There hasn't been a new nuclear power plant started in the United States since the Three Mile Island Accident in 1979. And the announcement Ohio is building the first U-S nuclear plant in decades draws both opposition and praise. Harvey Wasserman of Bexley is a Senior Advisor to Greenpeace USA. He says Ohio's two current power plants - Perry and Davis-Besse - already have questionable safety records. "Perry is the only nuclear plant in the United States to actually be damaged by an earthquake. And Davis-Besse had a Boric Acid leak that ate almost all the way through its reactor pressure vessel," says Wasserman. But others argue that nuclear plants are very safe. Ohio State Nuclear Engineering professor Richard Denning specializes in reactor safety and risk analysis. Denning says the safety risks are negligible. "Somebody that lives within one mile of a nuclear power plant their risk is far less than 0.1% of their risk of just dying in another accident like - in particular - driving their automobile," says Denning. Ohio gets a large portion of its electricity from coal power plants. Professor Denning points out that nuclear power produces zero carbon gas emissions - a major criticism of coal power plants. And in terms of human health, he says nuclear power is far better than coal. "If you look at the health effects of coal, they're tremendous. I mean, historically they've been. If you just look at the number of people that die from emphysema - it's a very large number, per year," says Denning. But even though Greenpeace's Wasserman is no fan of coal emissions, he says nuclear power is a step backward in energy policy.

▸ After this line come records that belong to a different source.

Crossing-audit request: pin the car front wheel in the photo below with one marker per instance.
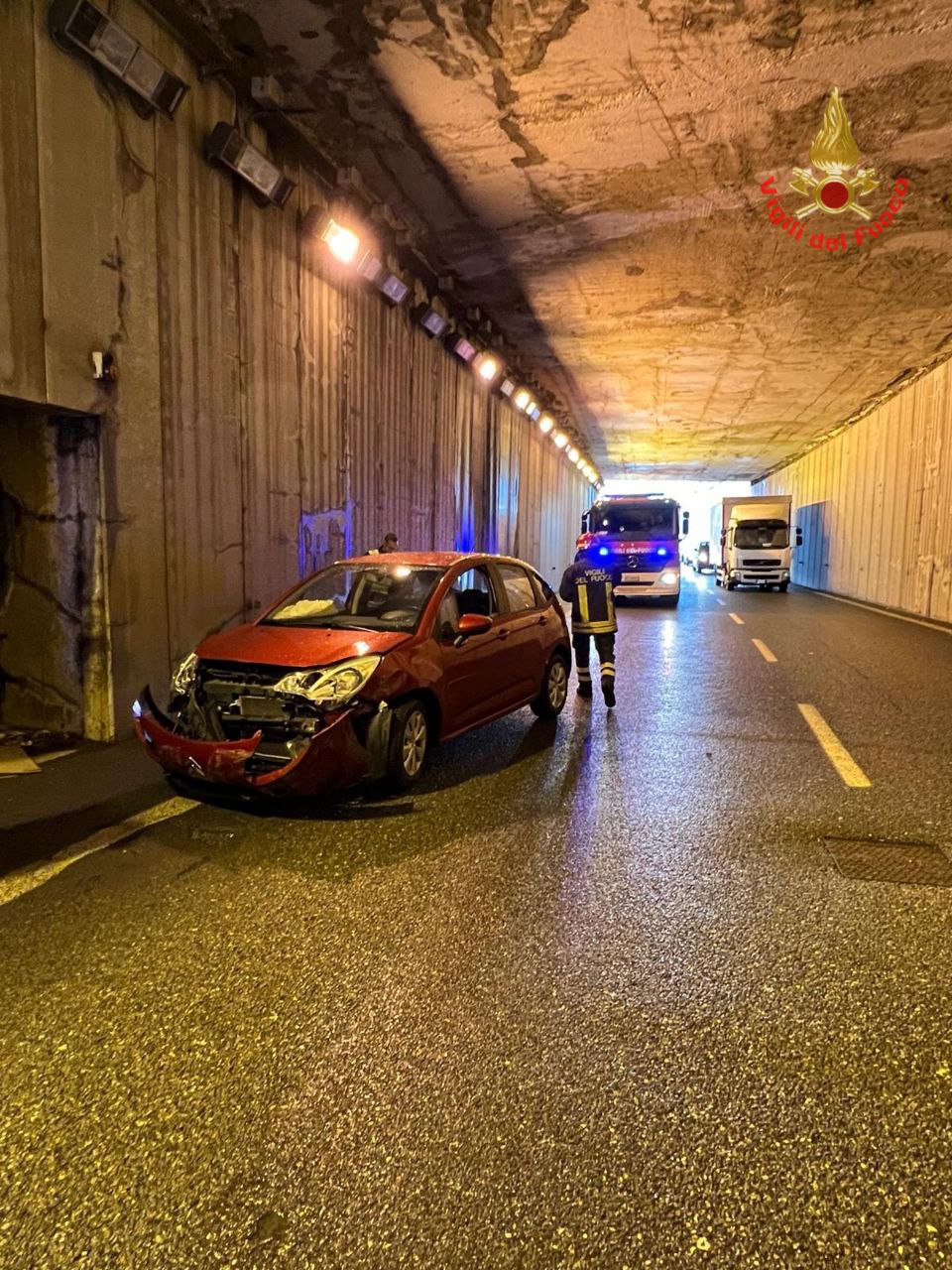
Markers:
(409, 742)
(555, 689)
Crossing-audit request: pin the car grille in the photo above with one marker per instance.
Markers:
(241, 674)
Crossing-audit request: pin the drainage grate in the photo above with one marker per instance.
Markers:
(916, 864)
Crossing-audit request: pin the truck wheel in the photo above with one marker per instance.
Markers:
(409, 742)
(555, 689)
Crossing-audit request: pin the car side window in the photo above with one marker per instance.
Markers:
(474, 593)
(520, 590)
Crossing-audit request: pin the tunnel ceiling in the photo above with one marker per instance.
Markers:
(593, 173)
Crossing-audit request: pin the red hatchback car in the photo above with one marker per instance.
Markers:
(358, 671)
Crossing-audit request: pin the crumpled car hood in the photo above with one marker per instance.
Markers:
(296, 645)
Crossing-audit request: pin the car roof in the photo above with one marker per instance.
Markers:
(434, 559)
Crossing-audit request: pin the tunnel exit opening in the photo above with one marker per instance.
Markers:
(54, 630)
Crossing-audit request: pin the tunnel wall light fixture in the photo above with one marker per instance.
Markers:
(461, 347)
(229, 148)
(433, 322)
(79, 24)
(488, 367)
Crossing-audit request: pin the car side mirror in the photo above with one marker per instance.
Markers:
(470, 625)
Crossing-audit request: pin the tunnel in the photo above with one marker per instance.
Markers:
(475, 611)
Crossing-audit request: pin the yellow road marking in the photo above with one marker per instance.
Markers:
(763, 651)
(835, 751)
(27, 879)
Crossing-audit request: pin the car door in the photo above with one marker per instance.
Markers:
(524, 631)
(475, 680)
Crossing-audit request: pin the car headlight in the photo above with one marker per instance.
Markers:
(184, 677)
(331, 686)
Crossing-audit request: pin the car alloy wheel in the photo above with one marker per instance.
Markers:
(557, 685)
(414, 742)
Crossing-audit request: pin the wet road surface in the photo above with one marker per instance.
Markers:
(598, 994)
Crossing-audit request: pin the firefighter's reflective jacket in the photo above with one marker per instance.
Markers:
(590, 589)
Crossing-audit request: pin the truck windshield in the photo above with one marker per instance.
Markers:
(640, 520)
(762, 534)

"We need to get away from coal, but the answer is not to go to something worse - it's to go to renewables and efficiencies. Getting from coal to nuclear is jumping from the frying pan into the fire," says Wasserman. Wasserman also argues that no one has come up with an effective way to get rid of toxic waste. He points to the vigorous debate which has stalled the nuclear waste storage project in Yucca Mountain, Nevada. "After 50 years, with the abandonment of Yucca Mountain, there is still no solution to the nuclear waste problem. Why would you build a plant in a Ohio that has no where to go for its nuclear waste?" says Wasserman. But Professor Denning says toxic waste is probably the most misunderstood -and emotionally charged - issue surrounding nuclear energy. He says risk analyses indicate Yucca Mountain would be completely safe, but explains there are other options: "If it turned out that we decided we're not going to do Yucca Mountain - this is we, being the country - then they would probably be sent to an interim storage facility until whatever is going to be done with them is going to be done with them," says Denning.

Until 2001, the Piketon site was a uranium enrichment plant. The United States Enrichment Corporation currently operates the facility.